It might seem preposterous today but in 1960 a Rastafarian elder named Reverend Claudius Henry wrote a letter to Castro asking for help in overthrowing the “oppressors” in Jamaica. This was followed by his son, a Black nationalist activist from the USA, Ronald Henry, and members of his First Afrika Corps who had established a military training camp in a remote area in the Red Hills, ambushing and killing two Royal Hampshire Marines. In an interview I did with Professor Robert Hill some years ago he said that for the next six days they were hunted down in the largest search operation that Jamaica had ever witnessed with close to a thousand military and police taking part in the search.

Norman Manley was then the Premier of Jamaica and his security adviser was the noted anthropologist MG Smith. According to Hill Smith viewed the Rastafari as a serious security threat, describing the situation thus in a letter: “Revolution becomes Redemption with Repatriation as the issue provoking bloodshed. The Marxist vanguard wears a Niyabingi cloak.”

Of course anyone who knows Rastafari today realizes how remote such an eventuality really was. But in those days Rastas were seen as disreputable, dangerous thieves and murderers both by the PNP, the JLP and the middle and upper classes generally, mainly because with their dreadlocks, their vernacular speech and smoking of ganja the brethren violated every aspect of the codes of respectability and faux gentility the upper crust lived by.

The persecution of Rastafari by the state started way back in the 30s when according to the Observer: “For preaching against the British monarchy and pledging open allegiance to the Ethiopian Emperor, Howell and Hinds were arrested and charged in January 1934 in St Thomas for sedition. The trial of those early Rastafari preachers was heavily reported in the Daily Gleaner and followed by the general populace, as Jamaicans became exposed to public anti-Rastafari sentiment. The Rastafari doctrine and community were on trial and under scrutiny…The police attended at Howell’s camp in St Thomas and smashed it. Between 1934 and 1935 other early Rastafari leaders were also targeted and prosecuted, including Archibald Dunkley in 1934 and 1935 and Joseph Hibbert in 1935.”

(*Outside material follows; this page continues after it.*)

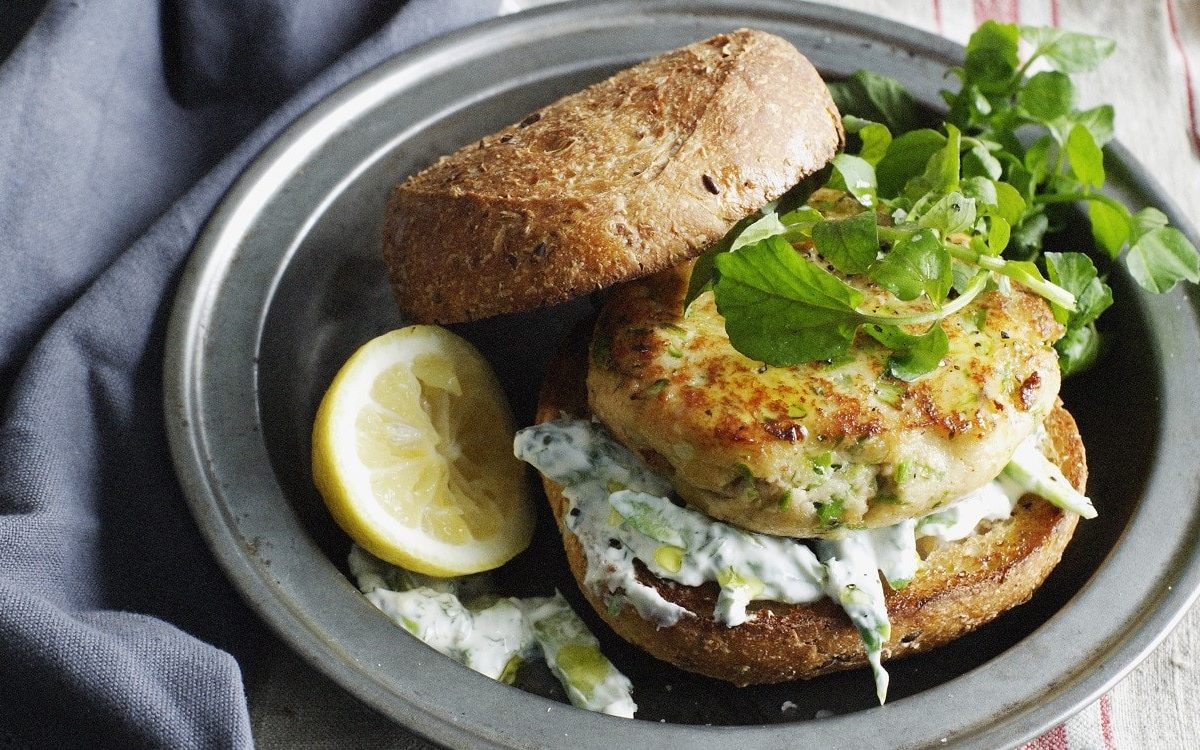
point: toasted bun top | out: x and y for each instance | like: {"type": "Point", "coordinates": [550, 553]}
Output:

By the time of the Coral Gardens events in 1963, the Jamaica Labour Party was in power and plans were afoot to develop prime St James properties into exclusive enclaves for tourists.The problem was that these were areas co-inhabited by Rastas and it was feared tourists might be alarmed by sightings of the unshorn bredren. On April 11, 1963, there was a series of incidents in Coral Gardens resulting in the burning down of a gas station and the death of 8 people, including two policemen. According to Professor Horace Campbell the Jamaican state used the altercation at Coral Gardens, to mount a violent campaign against the Rastafarian community in Western Jamaica.

“The brethren had claimed freedom of movement for themselves and for other oppressed Jamaicans. They were being prevented from walking along the areas of the Coast close to the Half Moon Bay Hotel. These areas were being segregated in order to make the Montego Bay area ready for international investments in tourism.”

The biggest landowner in St James in those days was Sir Francis Moncrieff Kerr-Jarrett. “He continuously petitioned the Governor and the colonial office to clamp down on the Rastafari who he described as ‘an undesirable sect’ saying that the governor should do everything to discourage their activities During the latter years of the fifties, Kerr Jarrett was behind one of the conservative movements to appear in Jamaica under the guise of Moral Rearmament. In the years 1951-1960 he was the principal patron of this conservative cold war pseudo-religious movement. Through the activism of Kerr Jarrett, the colonial special branch police had placed numerous Rastafari camps under surveillance and had used the Vagrancy laws of the period of enslavement against the camps of the Rastafari.”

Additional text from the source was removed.